Além disso, eu acho que tem a ver com a formação dos professores. Os professores podem ser provocados a pensar sobre a sua formação. Quando a gente fala de professores do ensino médio, você tem uma formação pedagógica clara, porque são professores que vêm do curso de pedagogia e das licenciaturas, então a discussão pedagógica acontece em sala de aula, mas se você for analisar professores do ensino superior, não tem formação pedagógica, são professores que são graduados na profissão, fazem um mestrado na área e, na maior parte das vezes, eles não têm uma disciplina de didática de ensino superior ou uma disciplina que trate do aspecto pedagógico. Eles aprendem o exercício da docência superior fazendo. E nesse fazer, o de se aproximar de metodologias ativas não é tão imediato, é uma construção que vai acontecendo.


RC: No livro, é colocada em evidência a necessidade da proposta de aula estar adequada ao plano pedagógico do curso e ao plano da disciplina. O que você observa sobre esses documentos atualmente, eles costumam ter esse espaço para esses casos de ensino?

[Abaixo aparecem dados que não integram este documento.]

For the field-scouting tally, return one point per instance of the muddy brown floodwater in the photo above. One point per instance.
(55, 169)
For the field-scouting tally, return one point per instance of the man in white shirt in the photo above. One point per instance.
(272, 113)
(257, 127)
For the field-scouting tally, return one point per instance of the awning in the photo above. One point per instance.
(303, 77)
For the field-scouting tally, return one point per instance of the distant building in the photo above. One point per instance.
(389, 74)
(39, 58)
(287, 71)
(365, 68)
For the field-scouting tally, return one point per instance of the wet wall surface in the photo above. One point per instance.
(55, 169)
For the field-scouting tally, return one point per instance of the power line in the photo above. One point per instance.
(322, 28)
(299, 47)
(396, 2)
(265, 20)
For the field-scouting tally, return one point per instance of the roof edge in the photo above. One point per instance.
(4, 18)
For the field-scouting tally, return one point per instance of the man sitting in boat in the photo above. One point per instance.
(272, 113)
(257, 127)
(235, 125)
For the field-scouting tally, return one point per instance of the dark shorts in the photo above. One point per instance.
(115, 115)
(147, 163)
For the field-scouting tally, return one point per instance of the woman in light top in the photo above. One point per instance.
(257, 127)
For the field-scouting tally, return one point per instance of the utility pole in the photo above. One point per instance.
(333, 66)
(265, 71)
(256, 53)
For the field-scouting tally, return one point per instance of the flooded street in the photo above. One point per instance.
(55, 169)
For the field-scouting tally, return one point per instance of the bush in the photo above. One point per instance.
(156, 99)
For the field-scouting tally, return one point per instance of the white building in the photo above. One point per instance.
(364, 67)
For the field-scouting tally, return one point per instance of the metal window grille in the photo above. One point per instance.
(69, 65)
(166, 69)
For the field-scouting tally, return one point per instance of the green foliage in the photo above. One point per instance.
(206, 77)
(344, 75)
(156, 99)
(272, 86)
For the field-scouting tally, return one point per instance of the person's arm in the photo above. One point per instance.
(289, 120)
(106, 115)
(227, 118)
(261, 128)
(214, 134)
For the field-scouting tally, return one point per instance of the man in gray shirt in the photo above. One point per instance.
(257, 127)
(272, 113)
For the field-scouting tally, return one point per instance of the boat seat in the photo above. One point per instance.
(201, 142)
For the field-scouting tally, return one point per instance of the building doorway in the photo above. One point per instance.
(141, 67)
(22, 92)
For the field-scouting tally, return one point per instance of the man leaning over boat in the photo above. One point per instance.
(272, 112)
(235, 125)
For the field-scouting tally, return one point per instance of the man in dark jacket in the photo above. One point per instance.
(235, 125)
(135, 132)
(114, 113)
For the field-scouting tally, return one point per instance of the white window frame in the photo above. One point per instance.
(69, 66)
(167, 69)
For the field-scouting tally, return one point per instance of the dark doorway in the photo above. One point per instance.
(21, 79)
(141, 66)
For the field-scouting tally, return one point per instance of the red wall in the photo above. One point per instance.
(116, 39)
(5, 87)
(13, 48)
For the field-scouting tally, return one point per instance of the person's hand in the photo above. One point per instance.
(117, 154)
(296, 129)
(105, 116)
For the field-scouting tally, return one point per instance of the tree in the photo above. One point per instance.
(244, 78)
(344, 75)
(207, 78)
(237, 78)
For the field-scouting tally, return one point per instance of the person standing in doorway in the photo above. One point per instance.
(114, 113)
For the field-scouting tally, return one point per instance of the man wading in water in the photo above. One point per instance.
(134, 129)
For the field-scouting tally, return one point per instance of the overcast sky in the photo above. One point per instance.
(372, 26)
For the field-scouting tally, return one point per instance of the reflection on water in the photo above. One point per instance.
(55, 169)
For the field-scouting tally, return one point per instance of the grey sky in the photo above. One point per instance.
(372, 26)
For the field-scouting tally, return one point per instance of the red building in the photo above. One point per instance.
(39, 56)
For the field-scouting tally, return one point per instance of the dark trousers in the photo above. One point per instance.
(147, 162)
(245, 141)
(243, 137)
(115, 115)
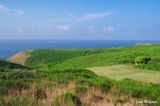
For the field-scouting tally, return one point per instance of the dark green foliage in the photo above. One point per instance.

Diogo: Eu acho que o currículo em si não vai dizer isso, ele vai apresentar uma disciplina com ementa que é o conteúdo programático dentro daquele conjunto de disciplinas. Isso tem a ver com o método de ensino-aprendizagem. Uma mesma disciplina  realizada por dois professores, cada um deles utiliza métodos de ensino- aprendizagem diferentes. O professor pode dar uma aula mais tradicional de uma disciplina e nessa mesma disciplina, o professor pode utilizar metodologias ativas e utilizar casos para ensino por meio dos filmes. Pode até ter plano pedagógico de curso, o PPC, mas no fim é o professor que decide se vai fazer uso disso. 


RC: Dá pra ser otimista e pensar o que pode ser incluído oficialmente nos currículos?

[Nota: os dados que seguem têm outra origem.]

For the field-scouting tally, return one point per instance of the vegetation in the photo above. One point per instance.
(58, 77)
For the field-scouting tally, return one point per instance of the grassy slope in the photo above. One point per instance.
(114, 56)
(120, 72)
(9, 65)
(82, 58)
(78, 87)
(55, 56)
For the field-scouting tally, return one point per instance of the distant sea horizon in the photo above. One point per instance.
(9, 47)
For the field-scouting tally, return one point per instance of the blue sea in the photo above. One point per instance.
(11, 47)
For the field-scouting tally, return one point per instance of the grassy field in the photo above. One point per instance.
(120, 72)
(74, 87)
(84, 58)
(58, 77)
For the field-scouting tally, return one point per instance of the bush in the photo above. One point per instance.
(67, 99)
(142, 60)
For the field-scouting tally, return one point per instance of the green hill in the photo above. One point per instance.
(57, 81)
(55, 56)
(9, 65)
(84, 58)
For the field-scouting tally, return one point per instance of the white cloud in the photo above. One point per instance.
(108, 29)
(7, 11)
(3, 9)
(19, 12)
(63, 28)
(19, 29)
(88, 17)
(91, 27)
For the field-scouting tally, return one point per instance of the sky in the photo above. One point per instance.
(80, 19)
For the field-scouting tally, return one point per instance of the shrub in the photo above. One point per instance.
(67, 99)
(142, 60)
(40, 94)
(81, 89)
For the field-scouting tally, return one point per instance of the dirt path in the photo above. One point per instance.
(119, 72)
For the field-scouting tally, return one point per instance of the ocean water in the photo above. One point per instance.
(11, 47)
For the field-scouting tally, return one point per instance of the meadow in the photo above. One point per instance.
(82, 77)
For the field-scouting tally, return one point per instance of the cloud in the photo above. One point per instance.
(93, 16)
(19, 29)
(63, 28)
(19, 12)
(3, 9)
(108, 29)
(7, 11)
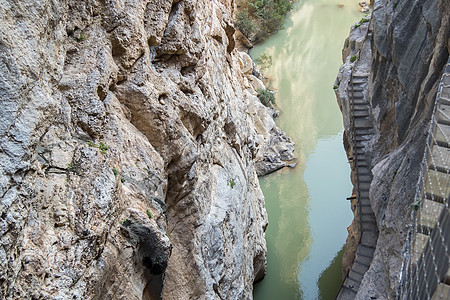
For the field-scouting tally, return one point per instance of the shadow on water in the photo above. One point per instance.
(308, 214)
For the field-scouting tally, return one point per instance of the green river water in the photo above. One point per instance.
(307, 207)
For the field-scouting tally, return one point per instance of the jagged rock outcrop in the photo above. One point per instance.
(129, 132)
(409, 47)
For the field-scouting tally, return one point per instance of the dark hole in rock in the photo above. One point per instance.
(155, 267)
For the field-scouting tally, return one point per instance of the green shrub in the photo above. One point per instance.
(81, 37)
(102, 146)
(266, 97)
(244, 23)
(416, 204)
(257, 19)
(264, 61)
(362, 21)
(232, 183)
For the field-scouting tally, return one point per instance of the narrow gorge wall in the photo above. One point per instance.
(129, 131)
(408, 48)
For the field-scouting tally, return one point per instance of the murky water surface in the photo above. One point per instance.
(308, 213)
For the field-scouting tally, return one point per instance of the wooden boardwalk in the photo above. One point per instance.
(428, 273)
(362, 128)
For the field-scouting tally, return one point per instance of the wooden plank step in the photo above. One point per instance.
(366, 131)
(364, 178)
(365, 195)
(443, 114)
(440, 159)
(346, 293)
(356, 88)
(360, 102)
(365, 250)
(363, 123)
(364, 171)
(361, 163)
(435, 183)
(368, 218)
(361, 107)
(445, 93)
(369, 239)
(442, 134)
(364, 186)
(366, 210)
(372, 227)
(356, 95)
(355, 275)
(363, 138)
(418, 245)
(429, 213)
(360, 268)
(360, 114)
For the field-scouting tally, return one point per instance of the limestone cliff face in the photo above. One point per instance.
(128, 131)
(403, 48)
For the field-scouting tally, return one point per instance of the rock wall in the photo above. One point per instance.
(409, 46)
(129, 132)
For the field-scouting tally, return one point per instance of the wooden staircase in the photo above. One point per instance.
(363, 131)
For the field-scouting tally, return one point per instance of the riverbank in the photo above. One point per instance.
(302, 248)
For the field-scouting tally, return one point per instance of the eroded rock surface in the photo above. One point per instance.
(409, 48)
(128, 135)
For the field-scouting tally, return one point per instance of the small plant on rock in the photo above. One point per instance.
(102, 146)
(81, 37)
(416, 204)
(232, 183)
(266, 97)
(115, 171)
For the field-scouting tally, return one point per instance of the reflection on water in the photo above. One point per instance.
(308, 214)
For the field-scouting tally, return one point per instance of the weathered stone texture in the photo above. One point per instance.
(409, 50)
(128, 134)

Acho que sim, porque isso facilita o processo em sala de aula, o aluno se engaja mais. Usar metodologias ativas com intencionalidade pedagógica, não como a ocupação de tempo, faz com que os alunos se engajem no processo de ensino e de aprendizagem, aprendam melhor. Isso torna o processo da sala de aula mais fluido. O resultado é muito bom.


RC: Poderia  dar um exemplo prático da metodologia indicando um filme e os aspectos que podem ser trabalhados, formas de avaliação?

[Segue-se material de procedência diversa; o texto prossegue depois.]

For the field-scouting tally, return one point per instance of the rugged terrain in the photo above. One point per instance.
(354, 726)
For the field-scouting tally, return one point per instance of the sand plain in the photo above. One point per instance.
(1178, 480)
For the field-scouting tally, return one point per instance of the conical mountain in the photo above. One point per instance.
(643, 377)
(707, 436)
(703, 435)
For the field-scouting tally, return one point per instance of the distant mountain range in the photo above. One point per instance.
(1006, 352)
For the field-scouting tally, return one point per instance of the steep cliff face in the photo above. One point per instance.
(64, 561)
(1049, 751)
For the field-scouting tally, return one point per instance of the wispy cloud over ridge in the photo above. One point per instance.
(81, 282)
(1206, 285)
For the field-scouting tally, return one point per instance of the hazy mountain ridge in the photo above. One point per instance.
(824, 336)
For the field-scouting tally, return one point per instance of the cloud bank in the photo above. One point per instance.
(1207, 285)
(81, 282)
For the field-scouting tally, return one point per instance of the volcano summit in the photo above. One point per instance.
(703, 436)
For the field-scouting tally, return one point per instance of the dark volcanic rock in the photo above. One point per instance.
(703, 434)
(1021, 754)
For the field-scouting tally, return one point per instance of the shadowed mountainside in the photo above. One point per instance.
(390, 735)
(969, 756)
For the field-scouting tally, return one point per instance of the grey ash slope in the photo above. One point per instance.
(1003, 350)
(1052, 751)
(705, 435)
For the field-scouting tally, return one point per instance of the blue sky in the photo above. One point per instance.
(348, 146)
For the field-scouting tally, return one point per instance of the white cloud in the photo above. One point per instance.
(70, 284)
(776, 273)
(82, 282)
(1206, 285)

Digo: Eu vou tomar como  exemplo, O diabo veste Prada. É  um filme que muita gente conhece e daria para discutir assédio moral, relações de gênero, o binômio vida pessoal- vida do trabalho, os dilemas associados a isso, são coisas que podem ser discutidas a partir do filme. O mesmo filme pode trazer debates diferentes.  Em O diabo veste Prada optamos por discutir assédio. Então, são as escolhas que  podemos fazer.


 Para dar um exemplo de documentário, [posso citar] Estou me guardando para quando o Carnaval chegar. O documentário fala sobre a informalidade e o trabalho ligado ao jeans na região de Toritama. É um filme que você pode fazer um debate sobre informalidade, sobre relações de trabalho, sobre novos arranjos, como isso impacta na cidade, como isso impacta várias coisas. Tem um leque de possibilidades para se discutir a partir de filmes nacionais e internacionais de temas em geral.


RV: Para os próximos passos, também está previsto um seminário. Como está o andamento dessa proposta? 


Diogo: Ainda estamos fechando algumas datas e algumas possibilidades para fazer [o seminário]. A ideia seria fazer até o final do ano, mas a gente já tem algumas questões acertadas, [como] a vinda das pessoas, a programação. O livro foi lançado em Caruaru, no Centro Acadêmico do Agreste, da UFPE, quando fizemos o primeiro seminário,  em dezembro de 2022. Em 2023, apresentamos os resultados parciais em um debate sobre utilização de filmes em sala de aula no  Encontro Nacional de Gestão de Pessoas e Relações de Trabalho, da Associação Nacional de Pós-graduação em Administração. Então, tivemos dois momentos de  partilha dos resultados, foi muito bom  e esperamos fazer mais uma até o final do ano.